A rethink of the way Dunedin can develop its creative
side was long overdue, welcome and would support the massive
potential for the city to excel as an arts and culture centre,
city councillors said, before approving a draft of new arts and
culture strategy for public consultation.
Cr Aaron Hawkins, who was involved in the drafting of the
strategy, said on Monday it had been a long process to get it
to this stage, since the Transforming Dunedin symposium in
2011. It was 17 years since the existing arts strategy was
As it stood, the strategy sent a strong signal the council
was taking the art and culture scene seriously and saw it as
vital to the city's ability to attract people and improve its
economy, he said.
Dunedin had a proud history of developing and nurturing world
class artists, and should make the most of that.

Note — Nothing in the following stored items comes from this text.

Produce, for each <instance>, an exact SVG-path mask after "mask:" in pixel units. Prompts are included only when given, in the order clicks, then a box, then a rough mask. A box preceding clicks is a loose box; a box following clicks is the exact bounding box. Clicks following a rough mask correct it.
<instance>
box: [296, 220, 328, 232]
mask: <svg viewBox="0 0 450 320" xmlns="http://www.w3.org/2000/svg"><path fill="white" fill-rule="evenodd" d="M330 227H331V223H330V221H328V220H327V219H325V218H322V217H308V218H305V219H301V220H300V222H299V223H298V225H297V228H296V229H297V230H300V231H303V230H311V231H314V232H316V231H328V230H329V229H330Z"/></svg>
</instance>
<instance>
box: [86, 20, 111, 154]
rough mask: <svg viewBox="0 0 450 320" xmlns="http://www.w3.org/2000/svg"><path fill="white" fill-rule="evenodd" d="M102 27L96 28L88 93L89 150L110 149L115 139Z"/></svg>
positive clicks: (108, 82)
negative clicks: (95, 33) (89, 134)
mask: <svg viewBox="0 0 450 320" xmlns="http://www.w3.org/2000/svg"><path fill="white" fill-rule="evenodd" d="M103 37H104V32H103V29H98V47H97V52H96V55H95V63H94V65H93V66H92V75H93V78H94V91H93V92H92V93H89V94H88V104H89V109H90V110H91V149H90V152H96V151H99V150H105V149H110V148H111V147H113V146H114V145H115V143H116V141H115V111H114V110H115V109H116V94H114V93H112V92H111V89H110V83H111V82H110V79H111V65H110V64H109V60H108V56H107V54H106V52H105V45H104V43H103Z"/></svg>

It should look to projects such as Jim Geddes' Eastern
Southland Gallery as examples of what could be done, and make
the most of being the home and inspiration for artists as
diverse as Ralph Hotere and Six60.
''We need to start looking at shifting the entrenched
humility that makes us so shy of celebrity or success.''
This was a challenge for the council and the city and the
city's tertiary institutions needed to get on board, too, if
Dunedin was going to capitalise on the vibrancy of its arts
and culture scene.
Cr Neville Peat said the document was both aspirational and
inspirational and spoke to how Dunedin had had many great
artist residents and patrons, right from the days it was the
commercial centre of New Zealand.
He hoped the new strategy would give the city another boost
in its artistic and cultural endeavours and opportunities.

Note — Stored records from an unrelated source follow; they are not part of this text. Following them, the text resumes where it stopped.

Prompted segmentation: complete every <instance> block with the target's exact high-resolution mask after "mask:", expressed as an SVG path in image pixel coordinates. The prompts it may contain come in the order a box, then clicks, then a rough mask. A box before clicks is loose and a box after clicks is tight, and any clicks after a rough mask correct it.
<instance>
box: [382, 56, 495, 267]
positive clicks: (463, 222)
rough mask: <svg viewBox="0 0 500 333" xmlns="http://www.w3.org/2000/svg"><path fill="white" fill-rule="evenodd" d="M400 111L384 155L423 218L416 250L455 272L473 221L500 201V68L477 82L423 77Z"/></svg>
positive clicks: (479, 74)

Cr Lee Vandervis applauded the inclusiveness of the process
of developing the strategy, but noted it had resulted in a
30-page document that would challenge most to read. He was
placated when it was suggested a executive summary would be
included in later versions.
He thought the document suggested ''but didn't nail'' the
potential to ''monetise'' some areas of the arts.
''I'm talking about taking the arts as an industry seriously,
perhaps as seriously as we take sports.''
The draft strategy, called Ara Toi - Our Creative Future,
will be open for submissions over four weeks, from mid-July.